2006-04-11T12:49:37+00:00

Former user Account Deleted

attached ansisql.py.diff

(original author: creiht) 2nd try

2006-04-11T22:08:58+00:00

Former user Account Deleted

attached postgres.py.2.diff

(original author: creiht) Try 2

2006-04-11T22:09:28+00:00

Former user Account Deleted

(original author: creiht) I have attached my second attempt at the solution to this problem. I ran into another case where a string needed to be quoted, and found that it was going to be easier to make a more generalized solution to the problem.

This solution defines a function called {{{_quote_string()}}}, and if an engine needs to do quotes, it overrides that function. The {{{_quote_string()}}} is then called at each point a string would need to be quoted.

There are probably also other areas that need to be quoted, and I plan on catching them once I can set up a local instance of Postgres, and I will write a set of tests for each case.

If this proves to be a performance problem I see the following possibilities for optimization:

Add an option at the table level that will turn string quoting on or off and then we can bypass it completely if it is turned off.
When a Table class is created, generate and store a quoted version of the string for each column which would then be used in place of the {{{_quote_string()}}} function.

Let me know what you think.

2006-04-11T22:20:08+00:00

Mike Bayer repo owner

changed milestone to 0.3.0

this is not bad, i might adjust _quote_string to be something more like process_identifier() or something like that.

2006-07-08T21:10:27+00:00

Mike Bayer repo owner

im going to look into adding "quote=True" to Table so that users can manually identify if they want quoting on a table identifier. id rather not have anything with quoting in by default.

2006-07-17T20:35:38+00:00

Mike Bayer repo owner

marked as critical

also note we are blocking ~~#240~~

2006-07-17T20:36:53+00:00

Former user Account Deleted

Is this patch suited to handling quoted identifiers other than those that are a legal unquoted identifier when coerced to a single case? I believe all of the identifiers in the statement below are legal SQL.

CREATE TABLE "WorstCase" ( id SERIAL PRIMARY KEY, lowercase varchar(25), UPPERCASE varchar(25), MixedCase varchar(25), "ASC" varchar(25), "desc" varchar(25), "Union" varchar(25), "MixedCase" varchar(25), "With Space" varchar(25), "1st" varchar(25), "Similar..?" varchar(25), "Similar..#" varchar(25), ":symbol" varchar(25), "inner""quote" varchar(25) );

2006-07-31T11:40:06+00:00

Former user Account Deleted

attached delimited_identifiers.diff

alternative implementation requires quoting of identifiers when describing schema

2006-07-31T15:40:30+00:00

Former user Account Deleted

May be beneficial to upgrade a table.schema to an object with its own quotable name.
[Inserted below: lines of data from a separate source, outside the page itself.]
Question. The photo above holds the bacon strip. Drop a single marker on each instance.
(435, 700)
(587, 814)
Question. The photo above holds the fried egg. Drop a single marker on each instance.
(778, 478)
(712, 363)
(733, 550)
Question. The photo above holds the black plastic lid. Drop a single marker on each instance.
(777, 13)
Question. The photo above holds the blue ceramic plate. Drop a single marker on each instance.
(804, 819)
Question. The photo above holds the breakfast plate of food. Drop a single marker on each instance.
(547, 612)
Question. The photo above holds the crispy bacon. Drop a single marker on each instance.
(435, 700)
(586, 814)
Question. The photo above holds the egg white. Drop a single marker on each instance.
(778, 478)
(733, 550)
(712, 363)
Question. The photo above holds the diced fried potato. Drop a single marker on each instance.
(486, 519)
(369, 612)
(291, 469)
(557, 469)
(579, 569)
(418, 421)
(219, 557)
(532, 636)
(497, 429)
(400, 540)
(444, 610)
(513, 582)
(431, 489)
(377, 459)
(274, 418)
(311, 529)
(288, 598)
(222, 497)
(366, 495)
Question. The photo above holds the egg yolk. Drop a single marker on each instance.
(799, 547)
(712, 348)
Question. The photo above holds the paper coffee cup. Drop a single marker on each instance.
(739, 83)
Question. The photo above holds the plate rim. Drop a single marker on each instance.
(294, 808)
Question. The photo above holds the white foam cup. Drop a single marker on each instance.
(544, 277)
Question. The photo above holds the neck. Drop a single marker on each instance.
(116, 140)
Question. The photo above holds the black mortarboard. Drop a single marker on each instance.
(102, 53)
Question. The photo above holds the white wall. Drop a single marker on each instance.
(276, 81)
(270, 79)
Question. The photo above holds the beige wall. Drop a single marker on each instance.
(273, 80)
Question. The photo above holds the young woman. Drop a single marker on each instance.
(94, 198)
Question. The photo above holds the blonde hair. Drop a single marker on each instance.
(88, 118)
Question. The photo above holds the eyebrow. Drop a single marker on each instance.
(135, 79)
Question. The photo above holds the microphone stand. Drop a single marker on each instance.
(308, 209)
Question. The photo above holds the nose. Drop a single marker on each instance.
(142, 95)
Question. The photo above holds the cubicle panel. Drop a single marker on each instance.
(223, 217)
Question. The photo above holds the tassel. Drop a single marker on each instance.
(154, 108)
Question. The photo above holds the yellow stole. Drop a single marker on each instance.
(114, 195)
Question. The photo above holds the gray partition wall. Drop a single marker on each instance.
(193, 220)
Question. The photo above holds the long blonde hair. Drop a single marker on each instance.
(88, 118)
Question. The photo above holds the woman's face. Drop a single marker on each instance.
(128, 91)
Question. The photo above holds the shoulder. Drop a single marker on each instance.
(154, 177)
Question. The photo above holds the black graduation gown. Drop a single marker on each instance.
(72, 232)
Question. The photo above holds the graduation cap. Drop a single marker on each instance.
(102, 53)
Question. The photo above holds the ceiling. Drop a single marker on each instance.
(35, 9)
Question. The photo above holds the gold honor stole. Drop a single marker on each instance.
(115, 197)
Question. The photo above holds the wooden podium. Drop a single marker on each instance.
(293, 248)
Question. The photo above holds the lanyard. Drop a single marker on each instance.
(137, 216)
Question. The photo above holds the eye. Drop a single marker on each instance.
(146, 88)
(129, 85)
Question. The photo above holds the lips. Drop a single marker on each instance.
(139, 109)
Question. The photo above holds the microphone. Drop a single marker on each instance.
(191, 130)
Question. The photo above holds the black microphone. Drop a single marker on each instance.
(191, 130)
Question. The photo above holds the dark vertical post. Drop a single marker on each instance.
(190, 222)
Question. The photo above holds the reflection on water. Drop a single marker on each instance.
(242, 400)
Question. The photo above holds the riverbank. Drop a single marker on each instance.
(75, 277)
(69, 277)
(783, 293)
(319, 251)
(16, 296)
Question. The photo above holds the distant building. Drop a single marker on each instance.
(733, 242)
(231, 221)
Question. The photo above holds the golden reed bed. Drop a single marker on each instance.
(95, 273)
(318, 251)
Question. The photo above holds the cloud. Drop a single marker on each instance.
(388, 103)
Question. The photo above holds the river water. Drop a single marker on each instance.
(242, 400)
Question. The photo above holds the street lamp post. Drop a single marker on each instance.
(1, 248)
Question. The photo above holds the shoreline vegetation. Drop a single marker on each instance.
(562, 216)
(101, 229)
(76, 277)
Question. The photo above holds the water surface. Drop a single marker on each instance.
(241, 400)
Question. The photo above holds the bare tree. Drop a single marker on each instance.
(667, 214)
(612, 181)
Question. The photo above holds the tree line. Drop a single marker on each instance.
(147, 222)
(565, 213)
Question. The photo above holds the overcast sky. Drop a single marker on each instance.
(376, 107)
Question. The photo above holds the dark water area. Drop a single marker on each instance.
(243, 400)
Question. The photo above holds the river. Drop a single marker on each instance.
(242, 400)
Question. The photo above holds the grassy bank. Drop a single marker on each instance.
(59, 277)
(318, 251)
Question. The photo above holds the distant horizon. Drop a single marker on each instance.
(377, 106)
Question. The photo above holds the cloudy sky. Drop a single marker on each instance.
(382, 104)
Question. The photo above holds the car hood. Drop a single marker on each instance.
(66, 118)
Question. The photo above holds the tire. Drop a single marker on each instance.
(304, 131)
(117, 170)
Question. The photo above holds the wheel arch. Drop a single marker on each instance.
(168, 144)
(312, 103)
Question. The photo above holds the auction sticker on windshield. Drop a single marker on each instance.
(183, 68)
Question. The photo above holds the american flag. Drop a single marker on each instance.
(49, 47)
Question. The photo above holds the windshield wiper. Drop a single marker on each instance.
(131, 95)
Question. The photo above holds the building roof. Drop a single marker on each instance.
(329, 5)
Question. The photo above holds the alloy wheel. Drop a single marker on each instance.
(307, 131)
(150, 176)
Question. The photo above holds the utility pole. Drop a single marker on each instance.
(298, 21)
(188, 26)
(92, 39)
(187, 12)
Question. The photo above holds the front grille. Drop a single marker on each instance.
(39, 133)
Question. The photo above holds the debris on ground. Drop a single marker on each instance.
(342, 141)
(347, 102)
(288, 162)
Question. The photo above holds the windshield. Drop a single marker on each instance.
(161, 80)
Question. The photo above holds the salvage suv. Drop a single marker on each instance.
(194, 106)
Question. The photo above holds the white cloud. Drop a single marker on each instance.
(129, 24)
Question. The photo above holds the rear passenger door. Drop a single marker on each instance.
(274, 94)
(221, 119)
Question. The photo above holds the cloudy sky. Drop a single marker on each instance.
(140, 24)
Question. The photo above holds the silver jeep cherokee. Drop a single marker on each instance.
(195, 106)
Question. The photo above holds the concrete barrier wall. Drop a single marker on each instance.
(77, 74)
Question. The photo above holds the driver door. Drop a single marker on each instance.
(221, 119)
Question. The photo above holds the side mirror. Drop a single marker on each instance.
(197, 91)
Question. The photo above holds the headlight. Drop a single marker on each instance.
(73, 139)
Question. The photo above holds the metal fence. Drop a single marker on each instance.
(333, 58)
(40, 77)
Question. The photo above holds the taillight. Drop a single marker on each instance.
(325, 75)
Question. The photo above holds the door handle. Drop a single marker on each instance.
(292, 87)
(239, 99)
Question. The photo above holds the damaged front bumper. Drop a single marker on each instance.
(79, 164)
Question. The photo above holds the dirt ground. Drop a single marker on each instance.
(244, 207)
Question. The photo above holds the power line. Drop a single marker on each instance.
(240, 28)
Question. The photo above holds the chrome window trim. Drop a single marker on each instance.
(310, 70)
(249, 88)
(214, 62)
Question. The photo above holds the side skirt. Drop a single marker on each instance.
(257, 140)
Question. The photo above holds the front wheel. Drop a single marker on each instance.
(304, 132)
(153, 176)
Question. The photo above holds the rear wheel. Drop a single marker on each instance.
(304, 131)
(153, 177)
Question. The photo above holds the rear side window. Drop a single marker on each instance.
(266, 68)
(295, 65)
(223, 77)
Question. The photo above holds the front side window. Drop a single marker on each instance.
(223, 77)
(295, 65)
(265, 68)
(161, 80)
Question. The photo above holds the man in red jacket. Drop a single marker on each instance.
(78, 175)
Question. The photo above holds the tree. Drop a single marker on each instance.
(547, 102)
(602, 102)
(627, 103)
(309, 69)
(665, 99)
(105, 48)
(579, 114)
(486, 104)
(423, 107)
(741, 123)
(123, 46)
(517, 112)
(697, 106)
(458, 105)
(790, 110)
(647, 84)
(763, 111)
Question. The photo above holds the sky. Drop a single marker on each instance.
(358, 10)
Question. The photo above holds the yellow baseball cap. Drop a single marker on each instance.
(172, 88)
Table.fullname can not be quoted directly for tables that belong to a schema other than the default.

Some things to keep in mind concerning delimiters. Both the beginning and ending delimiter should be configurable. The double quote character is the delimiter defined in the SQL specification, but some databases use an alternative character, ie MySQL uses the backtick "`". Some databases, eg MySQL, will accept different delimiters depending on the mode that the backend is configured to run in. In some instances database will operate in a mode that transposes the standard quoting characters for literals and identifiers; single quote identifiers, double quote literals. MSQL will accept the paired delimiters [].

2006-08-01T15:16:33+00:00

Former user Account Deleted

ansisql.py.diff doesn't apply cleanly. attaching an updated patch but visit_column() needs some attention.

2006-08-05T15:01:29+00:00

Former user Account Deleted

attached updated.diff

original patch updated to apply to current svn

2006-08-05T15:02:23+00:00

Former user Account Deleted

attached delimited_identifiers2.diff

a patch that makes use of quoted=True

2006-08-06T17:17:27+00:00

Former user Account Deleted

attached delimited_identifiers2.2.diff

updated patch. makes use of quote=True. lightly tested with sqlite, postgresql and mysql.

2006-08-07T00:34:10+00:00

Former user Account Deleted

attached delim_id_firebird.diff

same patch in delimited_identifiers2.2.diff for firebird

2006-08-07T10:19:18+00:00

Former user Account Deleted

uploaded patch for firebird, with some changes to make it work for reflection merged from ~~#240~~.

2006-08-07T10:21:28+00:00

Former user Account Deleted

Seems that there is need of "_prepare_identifier" also in ANSISchemaGenerator.visit_primary_key_constraint() (lib/sqlalchemy/ansisql.py)

@@ -662,16 +673,16 @@
         if len(constraint) == 0:
             return
         self.append(", \n")
-        self.append("\tPRIMARY KEY (%s)" % string.join([for c in constraint](c.name),', '))
+        self.append("\tPRIMARY KEY (%s)" % string.join([for c in constraint](self._prepare_identifier(c)),'
, '))

2006-08-07T10:38:06+00:00

Former user Account Deleted

One of the things that causes some failed tests is the distinction between name and fullname on tables. With _prepare_identifier() we've lost this distinction. Should we separate it back out and create _prepare_name() and _prepare_fullname() instead? Could we unify the concept further and create the ability to get a properly quoted tablename.columnname when needed, instead of having to ask for a quoted table name and then a quoted column name?

2006-08-07T14:03:18+00:00

Former user Account Deleted

attached delimited_identifiers3.diff

better DRYer patch

2006-08-08T15:24:05+00:00

Former user Account Deleted

I'm now pretty happy with the above patch. Please take a look and comment. Still need to learn how to write a few tests for it. And it needs more testing/inspection to find places where quoting may be needed but is not yet being done.

2006-08-08T15:26:22+00:00

Mike Bayer repo owner

changed status to resolved

after some more iterations of the attached patch i think we have a decent solution working, resulting from changeset:1785 changeset:1787 changeset:1788. rudimentary docs for quote=True added as well.

2006-08-12T15:04:09+00:00

Former user Account Deleted

removed status
changed status to open

It would be nice if reflected columns were quoted. The obvious way is something like

self.quote = not(self.name == self.name.lower())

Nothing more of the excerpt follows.